Глеб шел в суд, как на казнь. Ему казалось, что там, в суде, о нем знают все и даже его мысли и что он, конечно же, преступник. Самым страшным представлялся момент объявления приговора.
В судах Глеб никогда не был. Поэтому воображение рисовало ему самые невероятные картины, и судьи выглядели не лучше разъяренных   волков.
Несколько дней назад Глеб получил уведомление о заседании суда по поводу невыплаченных кредитов. Истцом выступал банк «Гарант», где эти кредиты и взял в свое время Глеб  Корнилов.
Печерский суд считался судом элитным. Он находился в центральном районе, где жило большинство так называемой элиты, о нем ходили слухи, что тут можно заказать любое дело, были бы деньги.
Естественно, Глеб не мог выиграть у банка, у которого были деньги. Он ничего не мог противопоставить, разве что общую проблему с удорожанием доллара и вдвое подскочившей цены кредита. В договоре ничего об этом сказано не было. Перед этим Глеб переговорил со своим юристом  и тот посоветовал строго держаться пунктов договора.
Глеб внимательно проштудировал договор, там действительно ни строчки не было сказано о таких обстоятельствах, в которых очутился заемщик Глеб Корнилов. Еще юрист дал совет как можно подробнее обсуждать каждый пункт  требований банка.
-Банки практически все коррумпированные. И как только ты найдешь их болевую точку, они тут же пойдут на уступки.
Глеб с волнением переступил порог суда, прошел через охранную рамку, вежливо поздоровался с милиционером, будто от него зависел исход дела, и поднялся на второй этаж. В узких коридорах сидели люди, как на вокзале, но выражения лиц у них были, как у посетителей стоматологических кабинетов. Некоторые женщины натужно сморкались. Глеб зашел в тесную приемную. За двумя столами, по всей видимости, еще советского производства, сидели две девицы, одетые,  как их уличные сверснцы, в джинсы и коротенькие блузочки. Девицы неторопливо сплетничали о каком-то Игоре, который  не приехал вчера на вечеринку.
Глеб со своим ростом навис над  увлекшимися беседой, но не произвел на них никакого впечатления.

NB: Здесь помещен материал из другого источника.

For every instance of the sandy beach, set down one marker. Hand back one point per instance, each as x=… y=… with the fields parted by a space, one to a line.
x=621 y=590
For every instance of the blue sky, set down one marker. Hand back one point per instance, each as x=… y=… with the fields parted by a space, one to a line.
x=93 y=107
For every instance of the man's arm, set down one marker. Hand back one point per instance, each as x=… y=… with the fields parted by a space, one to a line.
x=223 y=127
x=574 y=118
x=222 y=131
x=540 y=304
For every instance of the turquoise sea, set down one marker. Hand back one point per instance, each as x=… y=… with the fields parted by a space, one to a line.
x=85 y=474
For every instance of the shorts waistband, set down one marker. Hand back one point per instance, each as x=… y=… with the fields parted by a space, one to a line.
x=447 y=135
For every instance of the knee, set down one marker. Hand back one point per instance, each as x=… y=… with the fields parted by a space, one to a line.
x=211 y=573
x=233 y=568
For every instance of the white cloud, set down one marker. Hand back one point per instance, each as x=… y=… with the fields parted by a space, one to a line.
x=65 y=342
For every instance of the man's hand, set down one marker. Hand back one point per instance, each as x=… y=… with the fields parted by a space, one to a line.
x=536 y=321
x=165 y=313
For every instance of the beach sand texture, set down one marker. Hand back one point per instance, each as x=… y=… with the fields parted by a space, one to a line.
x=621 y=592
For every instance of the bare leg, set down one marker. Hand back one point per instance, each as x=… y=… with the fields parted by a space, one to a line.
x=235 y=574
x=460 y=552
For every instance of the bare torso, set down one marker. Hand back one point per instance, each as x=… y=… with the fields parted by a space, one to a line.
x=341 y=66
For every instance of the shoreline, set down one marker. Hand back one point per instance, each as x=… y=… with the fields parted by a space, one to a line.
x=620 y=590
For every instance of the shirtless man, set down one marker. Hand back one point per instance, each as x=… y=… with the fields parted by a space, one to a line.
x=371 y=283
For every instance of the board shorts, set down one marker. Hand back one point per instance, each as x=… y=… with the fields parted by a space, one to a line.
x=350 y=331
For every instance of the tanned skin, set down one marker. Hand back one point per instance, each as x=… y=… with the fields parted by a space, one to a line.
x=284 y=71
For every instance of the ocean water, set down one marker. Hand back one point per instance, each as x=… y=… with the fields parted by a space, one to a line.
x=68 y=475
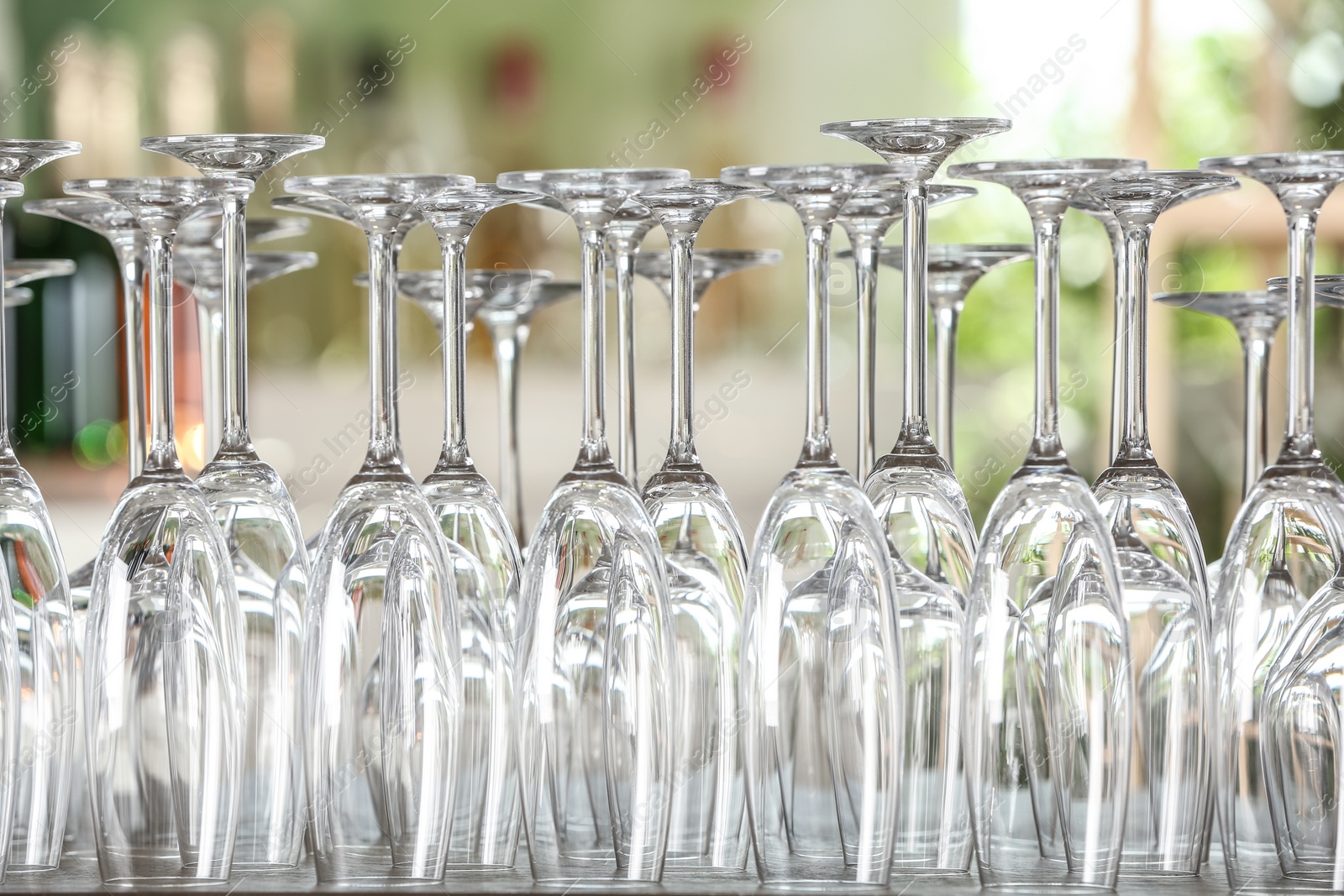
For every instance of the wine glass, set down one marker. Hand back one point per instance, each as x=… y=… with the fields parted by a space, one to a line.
x=382 y=636
x=488 y=566
x=596 y=651
x=706 y=555
x=1050 y=708
x=822 y=716
x=1256 y=316
x=866 y=219
x=914 y=490
x=1284 y=544
x=118 y=228
x=507 y=316
x=165 y=663
x=1162 y=564
x=953 y=269
x=201 y=270
x=255 y=510
x=206 y=228
x=710 y=266
x=624 y=235
x=44 y=631
x=37 y=718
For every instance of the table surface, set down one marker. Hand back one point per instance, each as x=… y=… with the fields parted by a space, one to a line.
x=81 y=876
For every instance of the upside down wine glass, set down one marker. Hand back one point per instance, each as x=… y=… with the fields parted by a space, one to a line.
x=507 y=316
x=165 y=663
x=382 y=667
x=1256 y=316
x=202 y=237
x=925 y=515
x=866 y=219
x=953 y=269
x=706 y=555
x=1050 y=708
x=39 y=699
x=596 y=651
x=1284 y=546
x=488 y=567
x=822 y=714
x=118 y=228
x=1162 y=566
x=257 y=517
x=1301 y=703
x=201 y=270
x=624 y=235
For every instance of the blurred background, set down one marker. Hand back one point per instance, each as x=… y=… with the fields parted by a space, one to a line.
x=481 y=87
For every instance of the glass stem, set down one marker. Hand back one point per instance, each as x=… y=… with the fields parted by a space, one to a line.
x=1135 y=446
x=454 y=352
x=508 y=342
x=864 y=246
x=233 y=362
x=383 y=443
x=163 y=453
x=945 y=318
x=132 y=266
x=210 y=335
x=914 y=425
x=1256 y=396
x=682 y=445
x=1046 y=448
x=1300 y=437
x=622 y=253
x=593 y=450
x=6 y=448
x=816 y=446
x=1117 y=369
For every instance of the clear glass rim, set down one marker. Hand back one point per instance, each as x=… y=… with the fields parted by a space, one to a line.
x=1021 y=168
x=315 y=204
x=817 y=174
x=483 y=196
x=24 y=270
x=178 y=187
x=207 y=266
x=394 y=187
x=297 y=143
x=84 y=211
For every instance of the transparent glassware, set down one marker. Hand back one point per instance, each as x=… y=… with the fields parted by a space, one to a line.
x=597 y=684
x=507 y=316
x=1162 y=564
x=1050 y=711
x=201 y=270
x=953 y=269
x=822 y=718
x=165 y=663
x=710 y=266
x=201 y=237
x=488 y=562
x=38 y=700
x=922 y=506
x=382 y=685
x=118 y=228
x=917 y=495
x=1283 y=548
x=624 y=235
x=207 y=228
x=253 y=506
x=24 y=270
x=866 y=219
x=706 y=553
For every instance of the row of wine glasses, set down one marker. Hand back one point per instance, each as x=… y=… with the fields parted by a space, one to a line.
x=874 y=688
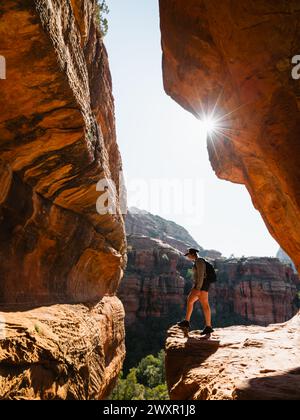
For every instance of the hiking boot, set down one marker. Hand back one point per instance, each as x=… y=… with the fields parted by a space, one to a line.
x=207 y=331
x=183 y=324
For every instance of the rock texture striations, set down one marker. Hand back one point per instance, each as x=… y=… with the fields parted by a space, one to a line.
x=254 y=290
x=57 y=140
x=239 y=57
x=153 y=283
x=240 y=363
x=248 y=290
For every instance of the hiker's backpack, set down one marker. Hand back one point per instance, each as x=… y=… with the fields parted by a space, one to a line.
x=210 y=272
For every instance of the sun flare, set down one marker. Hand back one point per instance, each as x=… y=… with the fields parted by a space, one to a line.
x=209 y=125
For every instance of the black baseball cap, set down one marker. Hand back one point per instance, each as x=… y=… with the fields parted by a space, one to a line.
x=192 y=251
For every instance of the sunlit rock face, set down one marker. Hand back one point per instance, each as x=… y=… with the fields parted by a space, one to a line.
x=57 y=140
x=260 y=291
x=239 y=363
x=239 y=56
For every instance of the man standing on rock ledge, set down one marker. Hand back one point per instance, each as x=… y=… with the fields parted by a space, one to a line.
x=199 y=292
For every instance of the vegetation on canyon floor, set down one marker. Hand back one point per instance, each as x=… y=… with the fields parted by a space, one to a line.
x=102 y=10
x=147 y=381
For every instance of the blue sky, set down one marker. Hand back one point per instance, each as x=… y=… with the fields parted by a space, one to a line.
x=162 y=144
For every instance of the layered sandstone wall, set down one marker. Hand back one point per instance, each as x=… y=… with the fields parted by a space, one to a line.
x=239 y=57
x=57 y=140
x=258 y=290
x=240 y=363
x=153 y=283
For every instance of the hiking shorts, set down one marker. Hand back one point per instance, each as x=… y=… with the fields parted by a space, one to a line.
x=205 y=286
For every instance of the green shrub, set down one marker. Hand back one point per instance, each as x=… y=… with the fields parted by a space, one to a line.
x=102 y=22
x=146 y=382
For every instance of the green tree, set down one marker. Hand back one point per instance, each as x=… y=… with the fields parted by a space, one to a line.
x=128 y=389
x=102 y=22
x=150 y=371
x=146 y=382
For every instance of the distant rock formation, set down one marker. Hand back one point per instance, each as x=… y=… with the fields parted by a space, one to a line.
x=141 y=222
x=239 y=363
x=283 y=257
x=257 y=290
x=248 y=290
x=235 y=57
x=153 y=280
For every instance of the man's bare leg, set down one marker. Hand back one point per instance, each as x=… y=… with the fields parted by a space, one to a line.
x=206 y=307
x=192 y=298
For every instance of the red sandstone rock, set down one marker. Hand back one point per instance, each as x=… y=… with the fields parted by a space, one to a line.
x=57 y=140
x=259 y=290
x=152 y=282
x=240 y=363
x=240 y=55
x=141 y=222
x=62 y=351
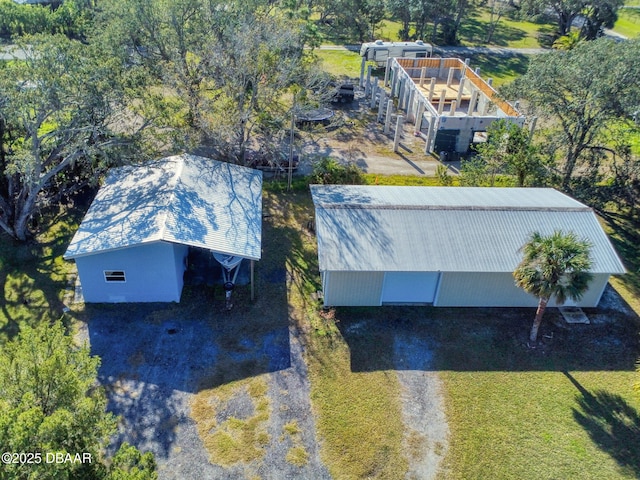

Наконец  одна из них с ярко накрашенными глазами и губами повернула к нему лицо.
-Что вам, гражданин?
-Я по повестке.
Глеб протянул повестку. Девица издали заглянула в нее, словно брезговала взять бумагу из рук преступника и кивнула на дверь, в которую только что вошел Глеб.
-15 комната,  зал судебных заседаний.
Глеб  чувствовал себя преступником и смотрел на людей, жавшихся на своих узких стульях, как осужденный. Глеб вдруг вспомнил Марека и подумал: если бы Муйский написал картину  “В ожидании приговора”, на которой были бы изображены вот эти унылые люди, смог бы такой сюжет  заинтересовать великого сыщика энергетик? Вряд ли.
Глеб открыл дверь и вошел в небольшой зал. На подиуме, как на сцене, стояли на столе два компьютера, за которыми сидели девицы, точь в точь похожие на тех, которых видел Глеб только что в приемной.
Одна из них кинула быстрый взгляд на Глеба и снова углубилась в экран монитора.
В партере стояли три  стола, каждый с тремя стульями.
За центральным сидела женщина-мышка, которая, как понял Глеб, и представляла страшный банк «Гарант».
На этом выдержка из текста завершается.